Barker, Clive – Imajica 01 – The Fifth Dominion. Part 4

“As usual, Hubert, you’re too self-righteous to see your own frailties,” Godolphin replied. “How do you know I am the only one they targeted? Could you swear to me every one of your circle is above suspicion? How closely do you watch your friends? Your family? Any one of them might be a part of this conspiracy.”

It gave Oscar a perverse joy to sow these doubts. He saw them taking root already, saw faces that half an hour before had been puffed up with their own infallibility deflated by doubt. It was worth the risk he’d taken with these theatrics, just to see them afraid. But Shales wouldn’t leave this bone alone.

“The fact remains this thing was in your employ,” he said.

“We’ve heard enough, Hubert,” McGann said softly. “This is no time for divisive talk. We’ve got a fight on our hands, and whether we agree with Oscar’s methods or not—and just for the record, I don’t—surely none of us can doubt his integrity.” He glanced around the table. There were murmurs of accord on all sides. “God knows what a creature like this might have been capable of had it realized its ruse had been discovered. Godolphin took a very considerable risk on our behalf.”

“I agree,” Lionel said. He’d come around to Oscar’s side of the table and placed a glass of neat malt whisky in the executioner’s freshly wiped fingers. “Good man, I say,” he remarked. “I’d have done the same. Drink up.”

Oscar accepted the glass. “Salut,” he said, downing the whisky in one.

“I see nothing to celebrate,” said Charlotte Feaver, the first to sit down at the table despite what lay upon it. She lit a fresh cigarette, expelling the smoke through pursed lips. “Assuming Godolphin’s right, and this thing was attempting to get access to the Society, we have to ask why.”

“Ask away,” Shales said dryly, indicating the corpse. “He’s not going to be telling us very much. Which is no doubt convenient for some.”

“How much longer do I have to endure this innuendo?” Oscar demanded.

“I said we’ve heard enough, Hubert,” McGann remarked.

“This is a democratic gathering,” Shales said, rising to challenge McGann’s unspoken authority. “If I’ve got something to say—”

“You’ve already said it,” Lionel remarked with well-lubricated vim. “Now why don’t you just shut up?”

“The point is, what do we do now?” Bloxham said. He’d returned to the table, his chin wiped, and was determined to reassert himself following his unmanly display. “This is a dangerous time.”

“That’s why they’re here,” said Alice. “They know the anniversary’s coming up, and they want to start the whole damn Reconciliation over again.”

“Why try and penetrate the Society?” Bloxham said. “To put a spoke in our wheels,” Lionel said. “If they know what we’re planning, they can outmaneuver us. By the way, was the tie furiously expensive?”

Bloxham looked down to see that his silk tie was comprehensively spattered with puke. Casting a rancorous look in Lionel’s direction, he tore it from his neck.

“I don’t see what they could find out from us anyway,” said Charlotte Feaver, in her distracted manner. “We don’t even know what the Reconciliation is.”

“Yes, we do,” Shales said. “Our ancestors were trying to put Earth into the same orbit as Heaven.”

“Very poetic,” Charlotte remarked. “But what does that mean, in concrete terms? Does anybody know?” There was silence. “I thought not. Here we are, sworn to prevent something we don’t even understand.”

“It was an experiment of some kind,” Bloxham said. “And it failed.”
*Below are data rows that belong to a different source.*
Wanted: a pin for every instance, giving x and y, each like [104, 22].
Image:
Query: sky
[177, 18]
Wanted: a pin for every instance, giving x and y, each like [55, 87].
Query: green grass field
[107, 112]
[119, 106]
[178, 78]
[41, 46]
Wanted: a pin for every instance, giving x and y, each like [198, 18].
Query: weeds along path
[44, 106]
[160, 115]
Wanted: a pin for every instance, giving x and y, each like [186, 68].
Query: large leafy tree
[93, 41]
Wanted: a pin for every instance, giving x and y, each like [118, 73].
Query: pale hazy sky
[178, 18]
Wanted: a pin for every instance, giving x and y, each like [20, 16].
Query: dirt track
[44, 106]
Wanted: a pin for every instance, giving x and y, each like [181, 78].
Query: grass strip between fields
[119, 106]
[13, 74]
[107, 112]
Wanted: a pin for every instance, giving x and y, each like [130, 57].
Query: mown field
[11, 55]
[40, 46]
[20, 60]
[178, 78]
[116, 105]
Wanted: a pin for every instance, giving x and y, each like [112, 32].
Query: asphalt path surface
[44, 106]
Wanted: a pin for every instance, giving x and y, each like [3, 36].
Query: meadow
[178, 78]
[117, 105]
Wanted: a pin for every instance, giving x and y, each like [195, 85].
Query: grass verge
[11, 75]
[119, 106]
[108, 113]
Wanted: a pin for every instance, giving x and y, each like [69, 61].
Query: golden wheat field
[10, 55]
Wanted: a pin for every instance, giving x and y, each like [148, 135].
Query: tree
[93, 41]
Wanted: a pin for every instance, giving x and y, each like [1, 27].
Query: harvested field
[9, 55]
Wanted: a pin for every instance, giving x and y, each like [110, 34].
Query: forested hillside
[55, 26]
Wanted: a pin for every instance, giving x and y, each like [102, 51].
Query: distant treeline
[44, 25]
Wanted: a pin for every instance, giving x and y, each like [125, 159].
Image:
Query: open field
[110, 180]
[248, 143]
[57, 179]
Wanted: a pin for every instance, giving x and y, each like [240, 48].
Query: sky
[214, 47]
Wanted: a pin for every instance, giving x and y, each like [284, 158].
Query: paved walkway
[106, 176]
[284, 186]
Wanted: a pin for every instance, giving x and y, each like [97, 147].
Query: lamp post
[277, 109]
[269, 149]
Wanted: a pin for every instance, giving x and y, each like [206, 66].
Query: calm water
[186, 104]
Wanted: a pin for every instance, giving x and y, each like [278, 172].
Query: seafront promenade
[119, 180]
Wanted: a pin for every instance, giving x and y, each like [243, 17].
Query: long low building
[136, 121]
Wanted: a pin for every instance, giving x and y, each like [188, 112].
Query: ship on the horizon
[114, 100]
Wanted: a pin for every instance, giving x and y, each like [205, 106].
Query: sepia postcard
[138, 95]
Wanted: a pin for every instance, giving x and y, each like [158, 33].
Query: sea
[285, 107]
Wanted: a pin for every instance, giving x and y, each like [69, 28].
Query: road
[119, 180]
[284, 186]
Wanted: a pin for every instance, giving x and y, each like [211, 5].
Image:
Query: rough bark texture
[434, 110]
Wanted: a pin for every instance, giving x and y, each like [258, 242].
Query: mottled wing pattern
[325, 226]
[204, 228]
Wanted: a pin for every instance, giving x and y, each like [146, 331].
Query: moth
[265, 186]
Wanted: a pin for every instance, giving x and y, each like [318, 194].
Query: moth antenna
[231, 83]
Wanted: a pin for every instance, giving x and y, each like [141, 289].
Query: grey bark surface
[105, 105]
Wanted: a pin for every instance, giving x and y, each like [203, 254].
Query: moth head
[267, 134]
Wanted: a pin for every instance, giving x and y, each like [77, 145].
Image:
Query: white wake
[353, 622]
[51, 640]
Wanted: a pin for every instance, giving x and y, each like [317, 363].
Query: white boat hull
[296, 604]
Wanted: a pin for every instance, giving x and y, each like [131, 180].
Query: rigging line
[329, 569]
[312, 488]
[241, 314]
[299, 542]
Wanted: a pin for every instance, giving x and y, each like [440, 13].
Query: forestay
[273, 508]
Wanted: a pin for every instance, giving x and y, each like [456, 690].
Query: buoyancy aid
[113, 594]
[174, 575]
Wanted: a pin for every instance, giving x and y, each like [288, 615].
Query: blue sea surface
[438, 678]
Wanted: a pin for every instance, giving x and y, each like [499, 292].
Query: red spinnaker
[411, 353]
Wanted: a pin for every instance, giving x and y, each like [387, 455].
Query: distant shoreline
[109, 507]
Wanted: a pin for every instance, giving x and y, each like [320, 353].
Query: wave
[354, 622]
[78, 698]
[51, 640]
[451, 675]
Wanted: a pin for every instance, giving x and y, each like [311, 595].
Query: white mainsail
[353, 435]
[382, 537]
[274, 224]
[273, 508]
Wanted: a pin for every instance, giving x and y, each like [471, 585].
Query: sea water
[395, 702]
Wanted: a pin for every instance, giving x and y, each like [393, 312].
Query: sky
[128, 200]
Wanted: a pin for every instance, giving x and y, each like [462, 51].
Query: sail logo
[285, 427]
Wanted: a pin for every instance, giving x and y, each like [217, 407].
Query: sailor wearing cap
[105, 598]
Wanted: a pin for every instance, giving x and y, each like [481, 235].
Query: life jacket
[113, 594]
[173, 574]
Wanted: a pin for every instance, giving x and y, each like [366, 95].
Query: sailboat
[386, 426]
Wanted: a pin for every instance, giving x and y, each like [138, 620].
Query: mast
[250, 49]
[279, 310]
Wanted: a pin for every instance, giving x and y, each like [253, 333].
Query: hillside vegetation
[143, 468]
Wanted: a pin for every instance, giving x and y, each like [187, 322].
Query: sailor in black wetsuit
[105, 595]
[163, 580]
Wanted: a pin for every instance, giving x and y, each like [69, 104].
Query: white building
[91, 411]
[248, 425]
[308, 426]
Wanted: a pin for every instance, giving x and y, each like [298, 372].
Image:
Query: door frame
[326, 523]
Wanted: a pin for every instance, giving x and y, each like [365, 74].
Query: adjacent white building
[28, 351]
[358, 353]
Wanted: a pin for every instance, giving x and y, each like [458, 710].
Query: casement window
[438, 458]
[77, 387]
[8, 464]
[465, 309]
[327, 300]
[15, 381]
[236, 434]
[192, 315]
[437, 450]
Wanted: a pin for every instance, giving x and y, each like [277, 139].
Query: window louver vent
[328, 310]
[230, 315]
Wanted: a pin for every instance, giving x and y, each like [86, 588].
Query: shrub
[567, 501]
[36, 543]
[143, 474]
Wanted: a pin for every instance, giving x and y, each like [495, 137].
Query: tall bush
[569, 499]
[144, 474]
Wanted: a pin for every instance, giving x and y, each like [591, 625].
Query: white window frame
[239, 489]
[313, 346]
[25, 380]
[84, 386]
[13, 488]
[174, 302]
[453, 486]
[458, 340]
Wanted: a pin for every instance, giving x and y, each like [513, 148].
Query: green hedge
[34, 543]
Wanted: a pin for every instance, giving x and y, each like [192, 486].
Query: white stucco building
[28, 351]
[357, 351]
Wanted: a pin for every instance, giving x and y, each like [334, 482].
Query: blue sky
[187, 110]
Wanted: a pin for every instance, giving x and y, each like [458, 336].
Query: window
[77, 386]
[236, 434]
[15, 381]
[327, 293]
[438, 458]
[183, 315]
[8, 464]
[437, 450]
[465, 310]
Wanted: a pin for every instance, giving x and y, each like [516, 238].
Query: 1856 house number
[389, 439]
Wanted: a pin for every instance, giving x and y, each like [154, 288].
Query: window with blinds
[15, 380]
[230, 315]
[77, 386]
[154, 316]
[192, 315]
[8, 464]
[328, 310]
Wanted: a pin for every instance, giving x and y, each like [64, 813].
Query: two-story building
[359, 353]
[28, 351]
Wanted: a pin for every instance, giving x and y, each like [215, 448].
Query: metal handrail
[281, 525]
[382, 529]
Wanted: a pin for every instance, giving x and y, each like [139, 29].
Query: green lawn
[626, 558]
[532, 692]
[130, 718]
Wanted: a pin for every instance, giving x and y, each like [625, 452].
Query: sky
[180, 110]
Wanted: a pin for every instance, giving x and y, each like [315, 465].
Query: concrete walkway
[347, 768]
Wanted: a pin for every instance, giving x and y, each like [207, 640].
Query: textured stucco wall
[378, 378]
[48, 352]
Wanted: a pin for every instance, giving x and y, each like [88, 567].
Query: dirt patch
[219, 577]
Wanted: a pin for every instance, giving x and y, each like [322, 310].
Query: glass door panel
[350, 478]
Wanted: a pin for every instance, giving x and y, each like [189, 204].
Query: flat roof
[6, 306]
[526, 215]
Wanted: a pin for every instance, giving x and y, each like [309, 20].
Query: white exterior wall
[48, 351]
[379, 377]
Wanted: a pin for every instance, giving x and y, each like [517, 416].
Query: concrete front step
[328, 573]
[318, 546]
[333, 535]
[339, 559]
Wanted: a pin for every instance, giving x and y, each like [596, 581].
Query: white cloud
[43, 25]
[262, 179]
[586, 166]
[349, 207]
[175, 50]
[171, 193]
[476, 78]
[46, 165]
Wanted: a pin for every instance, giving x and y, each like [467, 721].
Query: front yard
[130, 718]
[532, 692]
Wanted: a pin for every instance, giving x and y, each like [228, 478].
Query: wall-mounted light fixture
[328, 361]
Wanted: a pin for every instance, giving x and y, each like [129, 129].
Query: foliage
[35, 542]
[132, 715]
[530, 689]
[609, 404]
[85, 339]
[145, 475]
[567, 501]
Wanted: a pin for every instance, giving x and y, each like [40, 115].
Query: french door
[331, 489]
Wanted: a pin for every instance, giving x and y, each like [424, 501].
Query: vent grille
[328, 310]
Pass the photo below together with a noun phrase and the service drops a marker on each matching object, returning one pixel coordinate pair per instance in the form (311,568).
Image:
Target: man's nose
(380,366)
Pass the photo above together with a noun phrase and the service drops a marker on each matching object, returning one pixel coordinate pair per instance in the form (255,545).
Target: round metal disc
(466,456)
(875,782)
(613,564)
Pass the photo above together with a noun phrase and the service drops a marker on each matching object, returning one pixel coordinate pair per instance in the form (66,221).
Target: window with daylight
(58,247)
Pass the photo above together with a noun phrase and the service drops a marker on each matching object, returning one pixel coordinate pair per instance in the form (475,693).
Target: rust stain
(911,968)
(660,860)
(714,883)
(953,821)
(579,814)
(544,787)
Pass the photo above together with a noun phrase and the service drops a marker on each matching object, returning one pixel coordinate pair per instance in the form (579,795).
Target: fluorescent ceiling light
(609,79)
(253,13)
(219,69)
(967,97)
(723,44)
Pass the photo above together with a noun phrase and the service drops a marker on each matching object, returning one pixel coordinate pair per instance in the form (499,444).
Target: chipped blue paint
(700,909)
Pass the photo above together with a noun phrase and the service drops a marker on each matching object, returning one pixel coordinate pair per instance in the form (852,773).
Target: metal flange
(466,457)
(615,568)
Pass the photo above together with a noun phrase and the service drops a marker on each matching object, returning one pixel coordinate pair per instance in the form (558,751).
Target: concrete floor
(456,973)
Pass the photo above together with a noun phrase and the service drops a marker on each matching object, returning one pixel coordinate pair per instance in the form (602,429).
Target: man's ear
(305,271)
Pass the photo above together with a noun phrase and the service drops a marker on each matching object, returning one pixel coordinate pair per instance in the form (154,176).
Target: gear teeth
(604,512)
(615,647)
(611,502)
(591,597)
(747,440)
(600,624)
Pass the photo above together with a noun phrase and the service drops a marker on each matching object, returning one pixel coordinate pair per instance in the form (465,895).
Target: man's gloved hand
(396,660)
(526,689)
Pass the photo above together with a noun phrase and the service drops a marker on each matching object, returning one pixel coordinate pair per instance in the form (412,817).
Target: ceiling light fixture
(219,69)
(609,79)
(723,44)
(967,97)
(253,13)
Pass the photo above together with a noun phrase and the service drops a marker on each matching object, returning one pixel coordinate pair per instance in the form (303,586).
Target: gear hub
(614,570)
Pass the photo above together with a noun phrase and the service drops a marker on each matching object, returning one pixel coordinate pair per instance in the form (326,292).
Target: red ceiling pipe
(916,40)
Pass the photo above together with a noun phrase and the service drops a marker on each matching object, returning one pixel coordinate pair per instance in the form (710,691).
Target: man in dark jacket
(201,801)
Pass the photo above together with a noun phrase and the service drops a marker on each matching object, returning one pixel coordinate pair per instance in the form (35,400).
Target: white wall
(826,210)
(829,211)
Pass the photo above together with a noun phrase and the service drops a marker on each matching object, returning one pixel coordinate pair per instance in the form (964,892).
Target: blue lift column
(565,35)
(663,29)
“Were they all insane?” Alice said.

“Let’s hope not,” Lionel put in. “Insanity usually runs in the family.”

“Well, I’m not crazy,” Alice said. “And I’m damn sure my friends are as sane and normal and human as I am. If they were anything else, I’d know it.”

“Godolphin,” McGann said, “you’ve been uncharacteristically quiet.”

“I’m soaking up the wisdom,” Oscar replied.

“Have you reached any conclusions?”

“Things go in cycles,” he said, taking his time to reply. He was as certain of his audience as any man could ever hope to be. “We’re coming to the end of the millennium. Reason’11 be supplanted by unreason. Detachment by sentiment. I think if I were a fledgling esoteric with a nose for history, it wouldn’t be difficult to turn up details of what was attempted—the experiment, as Bloxham called it— and maybe get it into my head that the time was right to try again.”